Noam Chomsky has been my guide since I was able to think about foreign policy. I don't agree with everything he says and I agree even less with his ham-handed manner, in late years, of saying it, but there's no one in the Englsih-speaking world, or probably the whole world, who has his command of the facts and insight into the way the world works, His theory is vulgar Marxism, but that explains about 85% of the variance if deployed with the sort of ruthless consistency that Chomsky deplies it. If that leads to conclusions that are not "balanced" or "nuanced," well, as Che Guevera used to say, "It's not MY fault the world is Marxist!" (And since Chomsky isn't a Marxist, you can't accuse him of dogmatically deriving his conclusions from the sacred texts. He just reads them off the National Security Counsel documents, where Marxist premisesare writ in letters of fire.)
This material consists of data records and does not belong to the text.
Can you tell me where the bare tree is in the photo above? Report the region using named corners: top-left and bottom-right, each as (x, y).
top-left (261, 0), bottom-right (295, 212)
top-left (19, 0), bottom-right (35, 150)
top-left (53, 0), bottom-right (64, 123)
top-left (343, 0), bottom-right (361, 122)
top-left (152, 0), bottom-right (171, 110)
Cockburn and Vidal are not in the same league, and don't pretend to be. Cockburn is emigre journalist and Vidal a belles-lettrist eccentric. Both are great reads. Neither are in the business of providing balance. They provide sparkle and stimulation, which is more than you can say about ALterman.
But excluding Chomsky's
> (considerable) authority on
> college campuses and Vidal's among the global
> glitterati, their influence is
> negligible.
Well, that's certainly a criterion for deciding to whom we should pay attention. Sorry, Sr. Galileo, your influence is negligible.
> Nowhere in any of the above attacks, for instance,
> could I locate an
> engagement with the work of liberal writers or
> politicians of genuine merit
> and reputation. Not a single reference, in other
> words, to names like:
> Rorty, Walzer, Wills, Kuttner, Meyerson, Hertzberg,
> Rich, Krugman, Reich,
> Gitlin, Berman, Ivins, Green, Hoffmann, Gates,
> Kennedy (Edward, Randy, David
> and Paul), West, Judis, Kazin, Brinkley, Tomasky,
> Jackson, FitzGerald,
> Didion, Dyson, Power, Moyers, Frank, Pelosi,
> Feingold, McGovern (Jim and
> George), Wilentz, Fallows, McGrory, Navasky, vanden
> Heuvel, Kinsley, Scheer,
> Conason, Packer, Cohen, etc.
>
> This is the patriotic left that Hitchens would have
> had to engage
This kind of bullshit is sort of thing that makes me ashahmed to call myself a patriot, which I do despite the Alterman. And why Sheer, who is far more rabidly anti-American than Chomsky et al. As for some of the other lowlifes he lists -- Michael Kinsley! --ugh. Most of them are pretty good. Better than him, anyway. Yucko.
Chomsky
> and Vidal are clearly
> engaged in a different sort of project from that of
> liberals as well.
Oh, he noticed.
Across that abyss lies not George Orwell
> or Sidney Hook
Choke. It's exactly the measure of the Alterman that he can write these two names in the same breath. What a moron.
but
> David Horowitz and Roy Cohn.
Or even these names. Horowitz is a harmless if irritating fool. Roy Cohn was actually dangerous and destructive. I am sure that Horowitz would like to have been able to be as destructive as Roy Cohn, but the times haven't permitted. Thank god.